Fespaco : Des maliens parmi les «celebrities»

Les «Celebrities Days» se sont tenues, dimanche dernier à Ouagadougou, en marge de la 29è édition du Fespaco. Un concept de casting sud et de ses partenaires qui permet de placer les célébrités et les partenaires du cinéma au cœur des festivités.

Publié jeudi 27 février 2025 à 08:37
Fespaco : Des maliens parmi les «celebrities»

Des personnalités du cinéma, du sport et des journalistes ont été distingués par des trophées d’honneur. La  soirée a tenu toutes ses promesses et a permis de réunir des célébrités comme Jackie Appiah du Ghana, Souleymane Kébé du Sénégal, des personnalités comme Diary Sow, Eva Gueyi, Diana Bouli, Seydou Sarr, Viviane Sidibé, Eléonore Kocty, Axel-Tresor Bgallou, Bady Zan, Edmond Tapsoba qui ont reçu des trophées

 

 

L’occasion aussi était belle pour décerner un trophée d’hommage à Souleymane Cissé, réalisateur malien décédé à 72 heures du début de la 29è édition du Fespaco.
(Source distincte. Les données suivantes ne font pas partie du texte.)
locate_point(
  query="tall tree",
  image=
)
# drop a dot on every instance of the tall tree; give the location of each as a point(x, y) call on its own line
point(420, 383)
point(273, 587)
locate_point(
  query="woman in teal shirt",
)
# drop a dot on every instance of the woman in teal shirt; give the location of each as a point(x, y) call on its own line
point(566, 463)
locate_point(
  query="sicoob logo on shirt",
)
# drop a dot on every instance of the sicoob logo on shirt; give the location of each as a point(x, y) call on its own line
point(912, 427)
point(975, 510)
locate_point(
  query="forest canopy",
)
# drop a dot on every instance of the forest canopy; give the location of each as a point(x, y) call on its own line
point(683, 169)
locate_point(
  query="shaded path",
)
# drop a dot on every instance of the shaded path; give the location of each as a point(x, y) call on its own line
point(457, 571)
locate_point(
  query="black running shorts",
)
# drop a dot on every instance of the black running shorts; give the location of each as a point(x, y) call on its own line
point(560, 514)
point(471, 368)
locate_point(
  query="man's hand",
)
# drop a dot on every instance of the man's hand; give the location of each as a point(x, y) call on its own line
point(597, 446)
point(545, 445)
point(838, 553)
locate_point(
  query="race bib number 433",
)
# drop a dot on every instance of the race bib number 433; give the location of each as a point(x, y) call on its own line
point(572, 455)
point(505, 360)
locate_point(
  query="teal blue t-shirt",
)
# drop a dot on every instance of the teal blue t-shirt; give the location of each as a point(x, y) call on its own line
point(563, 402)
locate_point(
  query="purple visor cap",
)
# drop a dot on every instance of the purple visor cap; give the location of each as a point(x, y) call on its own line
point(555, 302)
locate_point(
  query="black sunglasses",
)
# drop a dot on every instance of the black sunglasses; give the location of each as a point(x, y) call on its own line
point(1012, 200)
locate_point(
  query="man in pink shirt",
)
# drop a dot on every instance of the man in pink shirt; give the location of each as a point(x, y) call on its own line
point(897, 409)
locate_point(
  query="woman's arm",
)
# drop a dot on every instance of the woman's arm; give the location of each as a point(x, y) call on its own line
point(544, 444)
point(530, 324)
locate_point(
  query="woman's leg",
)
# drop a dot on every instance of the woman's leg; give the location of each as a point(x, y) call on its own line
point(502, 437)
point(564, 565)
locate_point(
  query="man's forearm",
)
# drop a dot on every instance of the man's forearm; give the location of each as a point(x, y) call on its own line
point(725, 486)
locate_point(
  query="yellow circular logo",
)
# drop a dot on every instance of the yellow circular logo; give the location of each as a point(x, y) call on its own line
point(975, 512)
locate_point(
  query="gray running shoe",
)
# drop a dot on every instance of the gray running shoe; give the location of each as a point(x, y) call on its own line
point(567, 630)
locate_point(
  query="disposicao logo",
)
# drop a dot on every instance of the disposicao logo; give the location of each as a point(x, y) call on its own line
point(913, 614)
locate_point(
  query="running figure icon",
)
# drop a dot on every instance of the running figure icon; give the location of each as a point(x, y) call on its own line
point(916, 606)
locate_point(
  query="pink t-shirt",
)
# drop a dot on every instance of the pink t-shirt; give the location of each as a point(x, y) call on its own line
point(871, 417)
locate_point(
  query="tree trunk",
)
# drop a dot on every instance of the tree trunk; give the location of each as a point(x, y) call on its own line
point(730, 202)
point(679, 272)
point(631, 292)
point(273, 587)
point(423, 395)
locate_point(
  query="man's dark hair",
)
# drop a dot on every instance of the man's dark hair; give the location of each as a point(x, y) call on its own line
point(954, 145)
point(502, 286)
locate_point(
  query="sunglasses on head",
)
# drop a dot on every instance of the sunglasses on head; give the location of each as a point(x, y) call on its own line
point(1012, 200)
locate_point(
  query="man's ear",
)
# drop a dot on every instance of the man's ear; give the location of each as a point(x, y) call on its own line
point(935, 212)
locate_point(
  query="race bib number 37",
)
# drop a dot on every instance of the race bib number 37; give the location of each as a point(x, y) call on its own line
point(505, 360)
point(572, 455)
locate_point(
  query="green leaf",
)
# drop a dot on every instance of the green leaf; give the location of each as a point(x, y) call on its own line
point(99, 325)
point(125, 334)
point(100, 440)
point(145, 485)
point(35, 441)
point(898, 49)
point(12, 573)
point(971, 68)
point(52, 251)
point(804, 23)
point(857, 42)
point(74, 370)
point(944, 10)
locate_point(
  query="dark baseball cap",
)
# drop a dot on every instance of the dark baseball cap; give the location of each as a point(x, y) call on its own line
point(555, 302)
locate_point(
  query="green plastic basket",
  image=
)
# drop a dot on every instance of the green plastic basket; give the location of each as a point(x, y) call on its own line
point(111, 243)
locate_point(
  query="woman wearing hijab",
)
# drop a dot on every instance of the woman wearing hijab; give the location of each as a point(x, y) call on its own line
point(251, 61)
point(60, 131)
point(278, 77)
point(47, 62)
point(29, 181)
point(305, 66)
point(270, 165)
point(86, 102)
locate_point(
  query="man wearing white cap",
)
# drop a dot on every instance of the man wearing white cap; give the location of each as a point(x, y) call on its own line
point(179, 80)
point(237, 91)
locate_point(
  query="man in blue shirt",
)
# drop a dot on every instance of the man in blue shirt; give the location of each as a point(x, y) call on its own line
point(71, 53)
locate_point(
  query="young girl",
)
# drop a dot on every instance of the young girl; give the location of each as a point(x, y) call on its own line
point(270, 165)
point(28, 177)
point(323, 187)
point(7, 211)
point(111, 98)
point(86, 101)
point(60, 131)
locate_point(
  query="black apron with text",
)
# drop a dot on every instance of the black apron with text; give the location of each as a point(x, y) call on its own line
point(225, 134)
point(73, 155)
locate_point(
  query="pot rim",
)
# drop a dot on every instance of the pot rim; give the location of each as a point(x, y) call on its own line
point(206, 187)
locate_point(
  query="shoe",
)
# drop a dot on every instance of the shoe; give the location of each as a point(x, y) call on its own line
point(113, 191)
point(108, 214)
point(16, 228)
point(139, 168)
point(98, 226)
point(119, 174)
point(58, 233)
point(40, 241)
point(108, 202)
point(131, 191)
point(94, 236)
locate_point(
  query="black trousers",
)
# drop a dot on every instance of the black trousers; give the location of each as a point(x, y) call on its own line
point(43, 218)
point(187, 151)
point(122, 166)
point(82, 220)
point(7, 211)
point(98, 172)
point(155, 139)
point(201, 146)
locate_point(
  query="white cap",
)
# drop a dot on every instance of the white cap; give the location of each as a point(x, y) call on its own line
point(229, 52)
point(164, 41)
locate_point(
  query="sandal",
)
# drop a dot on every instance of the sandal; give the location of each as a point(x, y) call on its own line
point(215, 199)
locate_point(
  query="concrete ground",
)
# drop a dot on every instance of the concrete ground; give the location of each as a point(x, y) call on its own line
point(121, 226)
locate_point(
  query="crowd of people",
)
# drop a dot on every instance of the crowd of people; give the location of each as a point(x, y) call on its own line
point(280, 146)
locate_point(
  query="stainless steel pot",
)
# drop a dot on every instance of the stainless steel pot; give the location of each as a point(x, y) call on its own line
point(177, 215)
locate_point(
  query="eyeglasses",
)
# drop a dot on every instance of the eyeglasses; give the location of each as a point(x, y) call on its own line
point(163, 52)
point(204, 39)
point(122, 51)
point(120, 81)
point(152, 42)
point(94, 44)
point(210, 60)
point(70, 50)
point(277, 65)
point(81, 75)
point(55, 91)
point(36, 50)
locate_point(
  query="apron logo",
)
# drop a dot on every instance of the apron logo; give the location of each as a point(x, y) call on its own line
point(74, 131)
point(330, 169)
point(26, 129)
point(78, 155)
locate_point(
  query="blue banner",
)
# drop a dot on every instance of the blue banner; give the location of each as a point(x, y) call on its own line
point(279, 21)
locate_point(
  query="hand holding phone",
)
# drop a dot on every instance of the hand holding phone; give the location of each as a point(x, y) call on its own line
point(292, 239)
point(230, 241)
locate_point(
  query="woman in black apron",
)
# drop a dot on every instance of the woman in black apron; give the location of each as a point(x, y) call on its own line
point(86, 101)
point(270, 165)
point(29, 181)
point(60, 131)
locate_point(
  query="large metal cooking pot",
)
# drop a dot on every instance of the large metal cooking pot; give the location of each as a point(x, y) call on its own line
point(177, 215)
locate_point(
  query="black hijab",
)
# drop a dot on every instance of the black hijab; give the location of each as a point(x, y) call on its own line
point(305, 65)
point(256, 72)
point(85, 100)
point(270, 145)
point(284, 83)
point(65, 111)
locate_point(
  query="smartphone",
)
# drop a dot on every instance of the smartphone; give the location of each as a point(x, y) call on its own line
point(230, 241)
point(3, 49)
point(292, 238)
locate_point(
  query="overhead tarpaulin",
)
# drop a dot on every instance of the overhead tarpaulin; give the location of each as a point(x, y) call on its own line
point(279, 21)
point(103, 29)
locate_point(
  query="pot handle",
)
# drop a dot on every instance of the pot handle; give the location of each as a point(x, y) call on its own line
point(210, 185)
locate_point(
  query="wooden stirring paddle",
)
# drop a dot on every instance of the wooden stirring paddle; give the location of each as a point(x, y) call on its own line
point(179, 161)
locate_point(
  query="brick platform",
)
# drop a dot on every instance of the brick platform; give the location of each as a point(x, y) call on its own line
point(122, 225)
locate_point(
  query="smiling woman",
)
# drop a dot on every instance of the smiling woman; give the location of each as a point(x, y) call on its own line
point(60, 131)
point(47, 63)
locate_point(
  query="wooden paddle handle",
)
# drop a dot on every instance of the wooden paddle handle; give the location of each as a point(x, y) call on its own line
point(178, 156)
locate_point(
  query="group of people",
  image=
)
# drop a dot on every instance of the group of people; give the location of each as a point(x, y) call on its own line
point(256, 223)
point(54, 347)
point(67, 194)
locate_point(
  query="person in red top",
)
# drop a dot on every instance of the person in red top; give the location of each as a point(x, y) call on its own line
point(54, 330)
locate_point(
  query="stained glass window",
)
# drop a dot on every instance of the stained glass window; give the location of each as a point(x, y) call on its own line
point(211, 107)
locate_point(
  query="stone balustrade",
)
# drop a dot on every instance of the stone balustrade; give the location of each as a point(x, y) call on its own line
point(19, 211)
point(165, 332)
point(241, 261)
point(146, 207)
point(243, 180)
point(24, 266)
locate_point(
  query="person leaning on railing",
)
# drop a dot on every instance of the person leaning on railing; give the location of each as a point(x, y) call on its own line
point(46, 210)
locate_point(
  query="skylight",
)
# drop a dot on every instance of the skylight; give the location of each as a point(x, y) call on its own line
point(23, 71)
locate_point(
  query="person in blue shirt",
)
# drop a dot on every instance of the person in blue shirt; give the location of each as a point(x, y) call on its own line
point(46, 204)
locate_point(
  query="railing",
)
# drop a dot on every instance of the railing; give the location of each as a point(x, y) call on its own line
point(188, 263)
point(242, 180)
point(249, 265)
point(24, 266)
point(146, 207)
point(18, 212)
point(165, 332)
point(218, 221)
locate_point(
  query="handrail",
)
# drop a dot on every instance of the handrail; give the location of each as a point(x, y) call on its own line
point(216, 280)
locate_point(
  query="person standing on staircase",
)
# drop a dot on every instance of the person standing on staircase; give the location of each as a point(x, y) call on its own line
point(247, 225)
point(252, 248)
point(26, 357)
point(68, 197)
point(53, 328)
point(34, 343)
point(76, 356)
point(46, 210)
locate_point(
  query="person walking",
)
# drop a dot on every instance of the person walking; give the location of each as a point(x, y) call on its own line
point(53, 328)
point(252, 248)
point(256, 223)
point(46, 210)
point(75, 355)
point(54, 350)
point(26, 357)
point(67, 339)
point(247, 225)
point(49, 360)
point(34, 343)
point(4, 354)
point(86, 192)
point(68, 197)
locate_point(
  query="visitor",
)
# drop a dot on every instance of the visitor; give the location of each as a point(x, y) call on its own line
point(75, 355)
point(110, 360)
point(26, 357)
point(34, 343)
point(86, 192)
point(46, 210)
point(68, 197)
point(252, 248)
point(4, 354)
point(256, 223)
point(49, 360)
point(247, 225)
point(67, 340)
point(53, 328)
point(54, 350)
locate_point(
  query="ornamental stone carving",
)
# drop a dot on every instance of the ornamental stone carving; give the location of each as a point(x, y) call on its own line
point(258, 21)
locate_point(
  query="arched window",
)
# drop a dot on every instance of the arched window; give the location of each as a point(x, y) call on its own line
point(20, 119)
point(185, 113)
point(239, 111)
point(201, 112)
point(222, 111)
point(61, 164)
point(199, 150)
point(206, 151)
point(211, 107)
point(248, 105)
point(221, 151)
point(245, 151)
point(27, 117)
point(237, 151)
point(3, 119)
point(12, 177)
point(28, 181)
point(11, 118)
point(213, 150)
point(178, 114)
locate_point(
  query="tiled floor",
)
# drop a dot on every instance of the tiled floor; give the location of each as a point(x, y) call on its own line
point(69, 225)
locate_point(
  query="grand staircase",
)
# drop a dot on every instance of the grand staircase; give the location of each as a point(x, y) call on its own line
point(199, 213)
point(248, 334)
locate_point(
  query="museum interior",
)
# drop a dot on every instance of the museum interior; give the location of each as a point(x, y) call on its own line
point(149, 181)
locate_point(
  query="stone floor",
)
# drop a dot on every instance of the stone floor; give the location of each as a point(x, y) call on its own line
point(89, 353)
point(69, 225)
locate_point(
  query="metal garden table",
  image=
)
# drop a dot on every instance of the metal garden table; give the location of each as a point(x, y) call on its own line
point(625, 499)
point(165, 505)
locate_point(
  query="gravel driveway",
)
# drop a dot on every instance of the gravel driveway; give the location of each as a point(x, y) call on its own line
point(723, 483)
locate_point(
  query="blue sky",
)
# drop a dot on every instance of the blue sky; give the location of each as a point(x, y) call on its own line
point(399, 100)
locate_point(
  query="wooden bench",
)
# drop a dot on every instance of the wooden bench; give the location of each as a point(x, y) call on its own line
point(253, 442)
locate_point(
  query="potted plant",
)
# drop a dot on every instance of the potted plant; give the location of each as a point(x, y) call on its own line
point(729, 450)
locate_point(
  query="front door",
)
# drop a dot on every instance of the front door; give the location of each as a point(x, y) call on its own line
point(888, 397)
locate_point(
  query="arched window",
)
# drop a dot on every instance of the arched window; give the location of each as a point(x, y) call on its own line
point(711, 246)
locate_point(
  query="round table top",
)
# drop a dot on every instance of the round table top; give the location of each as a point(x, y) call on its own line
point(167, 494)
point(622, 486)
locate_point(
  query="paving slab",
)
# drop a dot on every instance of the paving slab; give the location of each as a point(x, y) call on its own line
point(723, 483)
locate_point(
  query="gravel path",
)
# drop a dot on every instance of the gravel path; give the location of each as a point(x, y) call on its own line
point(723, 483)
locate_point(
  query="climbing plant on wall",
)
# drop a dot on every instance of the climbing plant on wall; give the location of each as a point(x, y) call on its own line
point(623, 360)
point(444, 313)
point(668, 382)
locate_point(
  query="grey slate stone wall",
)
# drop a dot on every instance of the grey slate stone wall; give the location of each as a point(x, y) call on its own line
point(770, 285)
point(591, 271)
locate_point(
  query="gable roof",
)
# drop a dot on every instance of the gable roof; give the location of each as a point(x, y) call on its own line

Le trophée a été reçu par sa fille. Des mentions spéciales ont été faites à plusieurs réalisateurs dont Mandé Mory, Babacar Touré, François Akoibou, etc. Des journalistes ont aussi été distingués lors de cette soirée de gala. Il s’agit de Hervé Dapa, de Malick Saaga, de Lirida Philippe Ada et Patrick Kouldiaty.

 

 

 

 

Viviane Mina Sidibé : l’actrice accède à la célébrité

 

 


Autodidacte dans le cinéma, la jeune actrice comédienne, Viviane Mina Sidibé, a été couronnée dimanche soir à Ouagadougou lors des célébrités days. Une soirée de récompenses des professionnels du cinéma. La jeune actrice de cinéma avait déjà remporté de nombreux trophées et récompenses au niveau du continent africain. Par exemple, elle a remporté le prix de Meilleure comédienne d’Afrique lors du Festival de cinéma écrans noirs de Yaoundé au Cameroun. L’actrice a mis son talent au service de beaucoup de réalisateurs. C’est ainsi que Viviane Mina Sidibé a joué dans des longs métrages comme «Toile d’araignée» d’Ibrahima Touré, «Rapt à Bamako» de Cheick Oumar Sissoko, «Wulu fato» de Daouda Coulibaly et «Cheytan» d’Assane Kouyaté. 


La comédienne a aussi tapé dans l’œil des réalisateurs de séries télévisées où elle excelle par exemple dans «Les Concessions», une série de 52 épisodes réalisée par le Centre national de la cinématographie du Mali (CNCM) et «L’œil du micro». Et bien d’autres, notamment «Le pouvoir du gardien», «Chambre noire» et «Ciwara».

Née à Markala dans la Région de Ségou, il y a une quarantaine d’années, Viviane Mina Sidibé est passée par le Lycée Ba Aminata Diallo de Bamako (ex-lycée de jeunes filles) avant d’enchaîner avec des études supérieures à l’Institut universitaire de gestion (IUG) dans la spécialité hôtellerie et tourisme. Viviane confirmera comme l’une des meilleures actrices de cinéma au Mali. Celle qui porte plusieurs casquettes est aussi présentatrice dans une chaîne de télévision.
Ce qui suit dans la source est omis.